Endometriosis affects 6–10% of women of reproductive age and is associated with chronic pelvic pain, dysmenorrhoea, dyspareunia and infertility. Endometriosis is defined by the presence of endometrial tissue outside the uterus, most commonly attached to the pelvic peritoneum. The endometrium in women with endometriosis is reported to be altered and there is increasing evidence that the phenotype of the pelvic peritoneum may also play a role in the establishment and maintenance of the disease.

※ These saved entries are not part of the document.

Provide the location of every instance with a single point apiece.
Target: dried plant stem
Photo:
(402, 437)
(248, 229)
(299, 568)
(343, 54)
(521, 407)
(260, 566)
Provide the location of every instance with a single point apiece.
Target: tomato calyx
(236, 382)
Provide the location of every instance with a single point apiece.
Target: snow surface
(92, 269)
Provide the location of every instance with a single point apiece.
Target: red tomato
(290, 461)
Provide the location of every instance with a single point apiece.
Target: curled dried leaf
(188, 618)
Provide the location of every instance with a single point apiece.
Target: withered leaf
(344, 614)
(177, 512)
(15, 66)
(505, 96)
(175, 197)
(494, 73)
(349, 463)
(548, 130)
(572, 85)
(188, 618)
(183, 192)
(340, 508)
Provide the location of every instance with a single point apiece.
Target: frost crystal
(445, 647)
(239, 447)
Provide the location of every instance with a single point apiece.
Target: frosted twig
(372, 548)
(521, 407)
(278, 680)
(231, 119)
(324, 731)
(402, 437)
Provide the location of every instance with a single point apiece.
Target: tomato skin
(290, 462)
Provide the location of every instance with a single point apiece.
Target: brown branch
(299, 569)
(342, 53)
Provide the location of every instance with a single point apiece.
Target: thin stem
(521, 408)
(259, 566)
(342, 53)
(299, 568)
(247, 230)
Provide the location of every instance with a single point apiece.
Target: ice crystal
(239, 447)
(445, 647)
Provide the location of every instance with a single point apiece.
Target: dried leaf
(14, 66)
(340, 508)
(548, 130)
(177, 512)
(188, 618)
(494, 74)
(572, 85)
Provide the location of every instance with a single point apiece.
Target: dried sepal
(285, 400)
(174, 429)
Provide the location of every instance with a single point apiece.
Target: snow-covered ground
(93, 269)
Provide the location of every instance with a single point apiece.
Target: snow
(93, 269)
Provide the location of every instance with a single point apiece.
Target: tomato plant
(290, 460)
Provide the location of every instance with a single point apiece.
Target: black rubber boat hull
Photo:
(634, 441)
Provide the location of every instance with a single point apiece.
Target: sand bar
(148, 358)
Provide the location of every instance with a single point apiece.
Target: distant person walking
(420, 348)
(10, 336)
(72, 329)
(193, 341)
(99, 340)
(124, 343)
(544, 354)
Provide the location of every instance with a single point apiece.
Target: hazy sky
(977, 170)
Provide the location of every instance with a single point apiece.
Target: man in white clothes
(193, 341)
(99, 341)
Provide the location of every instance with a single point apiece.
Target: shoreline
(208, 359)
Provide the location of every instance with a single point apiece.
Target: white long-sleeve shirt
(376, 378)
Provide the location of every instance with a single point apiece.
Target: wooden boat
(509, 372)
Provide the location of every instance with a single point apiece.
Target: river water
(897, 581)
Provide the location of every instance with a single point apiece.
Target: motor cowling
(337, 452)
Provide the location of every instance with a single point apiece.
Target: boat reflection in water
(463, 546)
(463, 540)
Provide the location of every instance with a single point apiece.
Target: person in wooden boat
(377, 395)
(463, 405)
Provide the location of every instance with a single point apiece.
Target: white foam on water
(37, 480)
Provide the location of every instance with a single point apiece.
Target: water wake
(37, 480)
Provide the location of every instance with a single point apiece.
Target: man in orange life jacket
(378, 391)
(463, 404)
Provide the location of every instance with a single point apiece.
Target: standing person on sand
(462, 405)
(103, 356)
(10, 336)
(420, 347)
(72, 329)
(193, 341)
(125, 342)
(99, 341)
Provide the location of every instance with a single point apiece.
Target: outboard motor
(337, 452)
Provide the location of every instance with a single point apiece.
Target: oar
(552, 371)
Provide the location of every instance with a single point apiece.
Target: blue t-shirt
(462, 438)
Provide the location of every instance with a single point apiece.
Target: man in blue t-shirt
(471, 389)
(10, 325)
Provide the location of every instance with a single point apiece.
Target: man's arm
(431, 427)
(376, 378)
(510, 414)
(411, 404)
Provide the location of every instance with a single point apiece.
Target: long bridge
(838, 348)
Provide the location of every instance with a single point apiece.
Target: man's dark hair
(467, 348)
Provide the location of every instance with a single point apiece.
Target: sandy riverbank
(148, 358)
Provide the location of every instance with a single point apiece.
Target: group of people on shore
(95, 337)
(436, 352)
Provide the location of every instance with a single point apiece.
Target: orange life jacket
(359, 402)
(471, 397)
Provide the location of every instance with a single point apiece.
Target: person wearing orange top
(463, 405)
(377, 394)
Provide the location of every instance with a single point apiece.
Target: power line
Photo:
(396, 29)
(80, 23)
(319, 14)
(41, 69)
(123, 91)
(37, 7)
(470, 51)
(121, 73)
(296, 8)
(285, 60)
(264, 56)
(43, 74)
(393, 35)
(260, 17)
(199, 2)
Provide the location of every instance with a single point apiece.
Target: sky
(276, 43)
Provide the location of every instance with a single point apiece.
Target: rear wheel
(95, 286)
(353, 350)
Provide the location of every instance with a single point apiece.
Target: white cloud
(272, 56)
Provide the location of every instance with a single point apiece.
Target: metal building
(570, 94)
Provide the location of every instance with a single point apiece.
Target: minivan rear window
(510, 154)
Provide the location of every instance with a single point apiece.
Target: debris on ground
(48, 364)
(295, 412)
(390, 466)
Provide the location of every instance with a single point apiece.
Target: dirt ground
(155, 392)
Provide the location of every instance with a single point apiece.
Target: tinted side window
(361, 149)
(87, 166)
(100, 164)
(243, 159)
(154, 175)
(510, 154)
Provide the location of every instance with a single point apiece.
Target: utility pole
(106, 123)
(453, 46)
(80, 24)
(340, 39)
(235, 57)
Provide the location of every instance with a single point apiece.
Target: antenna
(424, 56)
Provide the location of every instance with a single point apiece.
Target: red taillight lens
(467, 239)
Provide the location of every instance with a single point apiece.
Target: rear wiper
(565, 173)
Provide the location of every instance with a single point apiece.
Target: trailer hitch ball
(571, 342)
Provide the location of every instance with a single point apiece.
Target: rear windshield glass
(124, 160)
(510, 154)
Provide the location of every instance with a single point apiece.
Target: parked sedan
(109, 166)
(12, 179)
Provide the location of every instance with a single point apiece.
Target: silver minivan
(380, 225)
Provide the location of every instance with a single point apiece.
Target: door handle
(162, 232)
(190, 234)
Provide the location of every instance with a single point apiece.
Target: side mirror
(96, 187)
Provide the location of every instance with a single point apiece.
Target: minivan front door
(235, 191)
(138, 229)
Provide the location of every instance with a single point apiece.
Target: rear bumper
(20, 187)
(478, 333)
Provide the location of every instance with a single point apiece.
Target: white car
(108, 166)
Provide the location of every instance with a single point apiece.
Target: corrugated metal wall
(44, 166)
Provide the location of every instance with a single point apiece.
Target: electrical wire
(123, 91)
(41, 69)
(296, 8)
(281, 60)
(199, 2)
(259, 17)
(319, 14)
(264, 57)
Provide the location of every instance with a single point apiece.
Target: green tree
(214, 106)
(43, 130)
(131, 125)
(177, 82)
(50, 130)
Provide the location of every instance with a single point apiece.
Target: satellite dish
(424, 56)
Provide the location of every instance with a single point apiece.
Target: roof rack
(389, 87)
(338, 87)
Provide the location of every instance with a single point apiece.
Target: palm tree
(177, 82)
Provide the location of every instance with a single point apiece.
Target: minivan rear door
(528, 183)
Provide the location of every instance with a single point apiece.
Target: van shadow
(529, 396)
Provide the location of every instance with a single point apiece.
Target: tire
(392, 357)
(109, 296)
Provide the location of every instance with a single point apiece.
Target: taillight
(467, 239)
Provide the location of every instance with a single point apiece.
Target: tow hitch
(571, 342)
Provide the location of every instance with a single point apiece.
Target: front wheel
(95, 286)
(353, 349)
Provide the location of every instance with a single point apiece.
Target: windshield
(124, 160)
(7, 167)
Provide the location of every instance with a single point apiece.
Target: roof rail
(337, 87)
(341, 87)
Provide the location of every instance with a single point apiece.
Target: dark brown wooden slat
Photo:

The aim of this review is to discuss the putative role of the pelvic peritoneum in the pathophysiology of peritoneal endometriosis.METHODS
A review was undertaken of the published literature on (i) the anatomy and physiology of the peritoneum and (ii) the potential roles played by peritoneal cells in the establishment and maintenance of peritoneal endometriosis. The current understanding of the biology of peritoneal endometriosis is summarized and the potential interaction of the peritoneum with ectopic endometrial cells in endometriosis is highlighted.RESULTS
Several studies indicate that differential expression of peritoneal mesothelial adhesion factors occurs in women with endometriosis, providing potential ectopic endometrial cell attachment sites for the establishment of endometriosis lesions. Changes in the peritoneal mesothelial cell phenotype, including loss of tight junctions, may allow ectopic cells to bind to, or early lesions to invade into, the extracellular matrix. Epithelial-to-mesenchymal transition of peritoneal mesothelial cells may also lead to an increase in lesion invasion and formation of fibrotic tissue in and around the lesion. There is evidence that the peritoneal mesothelium may also play a role in the invasion potential of ectopic cells by production of MMPs increasing local tissue remodelling. Peritoneal immune scavenging function may be lowered in women with endometriosis; for example there is a notable increase in macrophage-derived secretion products in women with endometriosis associated with increases in cell proliferation, cell adhesion and neovascularization.CONCLUSIONS
The pelvic peritoneum appears to play a key role in the development and maintenance of endometriosis.